"I'll see if I can get away from my studies."
"Right. And if I see that chap in Mazzicombe, may I say anything to him?"
"Please don't."
"Not about not taking his hat off?"
"Oh, they don't trouble about that sort of thing here."
"Well, they jolly well ought. All right, I won't. Good-bye——"
"Good-bye."
He took his board and followed Priddy; she turned back to the college. She laughed again. At any rate, a lark with a pleasant image was better than a hole-in-corner, Miss Hastings affair with a gardener. She would not "coiffe Sainte Catherine."
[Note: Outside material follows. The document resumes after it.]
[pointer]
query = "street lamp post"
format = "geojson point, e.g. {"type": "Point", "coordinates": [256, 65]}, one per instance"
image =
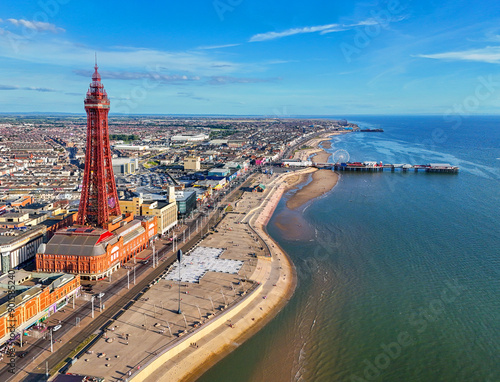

She duly got her wigging. She was put "on her honour" by Mrs. Lovenant-Smith not to see the young man again who had betrayed the confidence put in him. This struck her as quite richly arrogant. To be put "on your honour" by somebody before whom you stand mute as a fish, and to have it assumed that you accept the bond, was the largior ether indeed. Louie did not even feel called upon to say that she declined to consider herself bound. Mrs. Lovenant-Smith might take her "off her honour" again. She met Roy scarcely three hours later. The interview he himself had had with his aunt in the meantime affected the situation but little; his centre-board was now patched up, and the withdrawing of the privilege of the carpenter's shed made no difference.
They met again on the afternoon following that, and again on the one after that. Louie found herself hoping that Izzard, whoever he was, would not return from "over there" just yet. Let somebody else attend to the hair-combing of the Saint.